Dico: Montale ha torto, io lo so
perché temo custodisca la ragione
della storia con sé, della memoria
di ogni verso evocato che forgiò
la terra sotto questi tremanti passi
temendo i cocci nel limo nascosti,
come una chiglia su baffi bruttati
che crepitante sulla schiuma di ossa
si cala come corpo nella fossa.
E nella terra nera, lungo la terra morta
dagli infiniti occhi, nel rifiuto degli specchi.
Posano franti spicchi in pace nell’Ade brullo.

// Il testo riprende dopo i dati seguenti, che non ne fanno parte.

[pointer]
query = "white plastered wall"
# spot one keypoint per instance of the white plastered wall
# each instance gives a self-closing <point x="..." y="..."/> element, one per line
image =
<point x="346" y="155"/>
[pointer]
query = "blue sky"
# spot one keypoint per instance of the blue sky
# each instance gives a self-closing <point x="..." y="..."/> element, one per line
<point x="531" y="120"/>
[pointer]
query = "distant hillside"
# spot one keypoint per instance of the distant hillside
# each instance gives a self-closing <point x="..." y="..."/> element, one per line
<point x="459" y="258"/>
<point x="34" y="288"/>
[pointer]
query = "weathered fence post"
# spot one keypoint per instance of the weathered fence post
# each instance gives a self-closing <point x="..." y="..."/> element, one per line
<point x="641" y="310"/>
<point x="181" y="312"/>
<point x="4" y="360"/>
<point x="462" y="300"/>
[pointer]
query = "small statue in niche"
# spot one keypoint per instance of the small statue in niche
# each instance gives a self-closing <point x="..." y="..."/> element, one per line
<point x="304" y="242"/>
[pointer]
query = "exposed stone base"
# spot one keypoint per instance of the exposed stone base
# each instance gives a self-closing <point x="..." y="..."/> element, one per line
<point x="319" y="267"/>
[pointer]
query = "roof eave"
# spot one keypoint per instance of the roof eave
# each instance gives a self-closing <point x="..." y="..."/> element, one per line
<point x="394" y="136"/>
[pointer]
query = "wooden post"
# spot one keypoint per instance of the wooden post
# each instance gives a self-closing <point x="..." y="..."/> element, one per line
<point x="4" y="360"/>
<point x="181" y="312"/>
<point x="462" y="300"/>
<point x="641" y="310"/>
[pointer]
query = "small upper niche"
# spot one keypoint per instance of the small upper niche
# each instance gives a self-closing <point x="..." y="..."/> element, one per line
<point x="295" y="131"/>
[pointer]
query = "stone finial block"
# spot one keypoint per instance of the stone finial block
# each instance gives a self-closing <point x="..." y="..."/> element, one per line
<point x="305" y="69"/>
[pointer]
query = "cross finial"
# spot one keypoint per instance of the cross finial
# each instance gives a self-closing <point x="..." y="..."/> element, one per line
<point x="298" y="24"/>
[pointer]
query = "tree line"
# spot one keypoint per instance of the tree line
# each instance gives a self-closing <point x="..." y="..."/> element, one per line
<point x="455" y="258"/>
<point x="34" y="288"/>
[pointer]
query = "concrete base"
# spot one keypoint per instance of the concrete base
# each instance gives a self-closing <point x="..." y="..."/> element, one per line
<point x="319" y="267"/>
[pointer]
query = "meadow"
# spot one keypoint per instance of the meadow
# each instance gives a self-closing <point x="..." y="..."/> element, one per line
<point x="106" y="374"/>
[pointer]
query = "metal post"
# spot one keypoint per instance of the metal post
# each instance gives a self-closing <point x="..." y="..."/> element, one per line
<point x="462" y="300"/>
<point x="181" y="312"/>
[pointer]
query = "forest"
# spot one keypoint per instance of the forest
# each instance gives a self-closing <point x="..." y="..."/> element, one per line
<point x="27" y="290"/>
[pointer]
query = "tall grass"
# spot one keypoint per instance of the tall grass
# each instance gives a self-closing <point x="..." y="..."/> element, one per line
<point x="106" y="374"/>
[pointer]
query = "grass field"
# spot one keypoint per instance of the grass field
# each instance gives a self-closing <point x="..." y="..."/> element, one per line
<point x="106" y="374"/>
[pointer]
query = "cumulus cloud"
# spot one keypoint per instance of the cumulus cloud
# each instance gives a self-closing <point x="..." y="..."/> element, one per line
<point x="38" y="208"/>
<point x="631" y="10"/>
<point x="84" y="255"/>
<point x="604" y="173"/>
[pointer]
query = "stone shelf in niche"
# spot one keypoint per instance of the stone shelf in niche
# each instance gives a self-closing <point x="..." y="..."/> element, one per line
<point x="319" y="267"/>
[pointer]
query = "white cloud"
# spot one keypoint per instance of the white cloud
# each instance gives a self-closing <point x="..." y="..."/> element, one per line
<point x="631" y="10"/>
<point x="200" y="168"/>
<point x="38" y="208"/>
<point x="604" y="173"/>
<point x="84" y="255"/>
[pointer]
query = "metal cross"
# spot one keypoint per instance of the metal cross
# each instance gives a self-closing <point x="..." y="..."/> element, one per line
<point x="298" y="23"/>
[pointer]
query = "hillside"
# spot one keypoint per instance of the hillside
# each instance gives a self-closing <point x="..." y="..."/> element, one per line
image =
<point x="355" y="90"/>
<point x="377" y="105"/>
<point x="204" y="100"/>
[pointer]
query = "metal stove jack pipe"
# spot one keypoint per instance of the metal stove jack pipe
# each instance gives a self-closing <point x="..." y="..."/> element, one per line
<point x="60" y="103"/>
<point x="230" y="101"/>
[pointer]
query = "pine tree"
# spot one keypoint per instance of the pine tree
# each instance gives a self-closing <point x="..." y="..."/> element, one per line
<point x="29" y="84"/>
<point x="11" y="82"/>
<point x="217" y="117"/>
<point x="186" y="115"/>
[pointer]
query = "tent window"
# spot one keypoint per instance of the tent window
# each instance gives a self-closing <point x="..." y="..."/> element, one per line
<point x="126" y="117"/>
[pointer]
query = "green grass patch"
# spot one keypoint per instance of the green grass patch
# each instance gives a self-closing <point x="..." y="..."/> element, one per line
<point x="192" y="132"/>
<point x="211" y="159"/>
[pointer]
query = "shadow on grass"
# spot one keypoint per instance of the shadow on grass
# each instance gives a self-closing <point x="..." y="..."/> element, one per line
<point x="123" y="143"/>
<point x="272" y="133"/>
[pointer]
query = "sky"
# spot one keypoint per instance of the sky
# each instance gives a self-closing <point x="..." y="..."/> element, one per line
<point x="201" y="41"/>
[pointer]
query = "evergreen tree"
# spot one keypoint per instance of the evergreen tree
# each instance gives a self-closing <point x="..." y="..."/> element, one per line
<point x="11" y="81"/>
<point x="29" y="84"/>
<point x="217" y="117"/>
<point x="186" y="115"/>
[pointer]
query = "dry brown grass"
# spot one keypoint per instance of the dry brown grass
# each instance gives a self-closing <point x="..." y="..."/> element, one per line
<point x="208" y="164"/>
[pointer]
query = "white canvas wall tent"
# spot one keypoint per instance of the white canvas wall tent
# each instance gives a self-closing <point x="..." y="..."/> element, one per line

In pace, non in-quiete. Carezze di asfodeli
per gli occhi, per gli spicchi, non per questa chiglia.
Dico: Montale ha torto io l’ho visto,
non guardia sugli scogli, ma come ombra in-terrena
veste il viandante per l’ultima arena.
Ancora narra di Gadda e di Svevo,
che sono sempre lì
e distanti come il mondo
sulle pagine sorgenti,
come fruscii di serpi.
Come rovinano i frutti dell’Ade,
fra i rami rigogliosi di notturni!
E come sgrana, rado ogni suo passo
la terra cruda!
Dico: Montale ha torto lo vorrei,
ma nei passi dei versi mi rifletto
e distante dai cieli rimarrei.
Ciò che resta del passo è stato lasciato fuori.